Targi nto - nowe

Łubniany - więcej zapłacimy za ścieki

Natalia Popczyk
Na terenie gospodarstwa Józefa Zdzuja z Kępy jest studzienka kanalizacyjna. Jak nas zapewnił gospodarz, trafiają do niej tylko nieczystości z domu. Na zdjęciu Damian Zdzuj.
Na terenie gospodarstwa Józefa Zdzuja z Kępy jest studzienka kanalizacyjna. Jak nas zapewnił gospodarz, trafiają do niej tylko nieczystości z domu. Na zdjęciu Damian Zdzuj. fot. Andrzej Jagiełła
Opłaty za domowe ścieki mogą wzrosnąć o 100 procent. Wykryto w nich gnojowicę, której wywóz jest droższy.

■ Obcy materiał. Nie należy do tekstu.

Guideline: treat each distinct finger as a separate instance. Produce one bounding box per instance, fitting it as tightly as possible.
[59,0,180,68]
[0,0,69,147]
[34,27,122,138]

Badania prowadzone rutynowo przez spółkę Wodociągi i Kanalizacja wykazały, że do kanalizacji sanitarnej dwóch wsi: Kępy i Luboszyc ktoś nielegalnie odprowadza gnojowicę z szamba gospodarskiego.

- To może spowodować podniesienie opłat za odprowadzenie ścieków do oczyszczalni - powiedział nto Krystian Baldy, zastępca wójta Łubnian.

Za jeden metr sześcienny ścieków mieszkańcy płacą 3,96 złotego według taryfikatora dla nieczystości płynnych. Może się jednak zdarzyć, że spółka WiK przekwalifikuje je na przemysłowe i wówczas opłaty wzrosną do kwoty 7,32 zł, czyli prawie o 100 procent.

- W ściekach gminy Łubniany, dopuszczalne normy zostały przekroczone o 400 procent - mówi Tadeusz Kłak, specjalista do spraw gospodarki ściekami w spółce WiK. - To kwalifikuje je do grupy ścieków przemysłowych.
Przeprowadzone kontrole w zakładach i przedsiębiorstwach działających na terenie gminy nie wskazały sprawcy.
- Okazało się, że nie one zanieczyszczają nasze ścieki - dodaje Baldy. - Stąd wniosek, że któryś z gospodarzy w tych wsiach to robi.

Trwają przygotowania do przeprowadzenia kontroli wszystkich studzienek przydomowych. Szczególnie w gospodarstwach rolnych, gdzie istnieje prawdopodobieństwo odprowadzenia gnojowicy.

- Sprawdzimy je, przebadamy instalację. W ostateczności będziemy musieli założyć na wszystkich pokrywach studzienek kanalizacyjnych plomby - mówi wójt. - W ten sposób uchronimy uczciwych mieszkańców przed wzrostem opłat.

Nie wiadomo kiedy WiK podejmie decyzję w tej sprawie.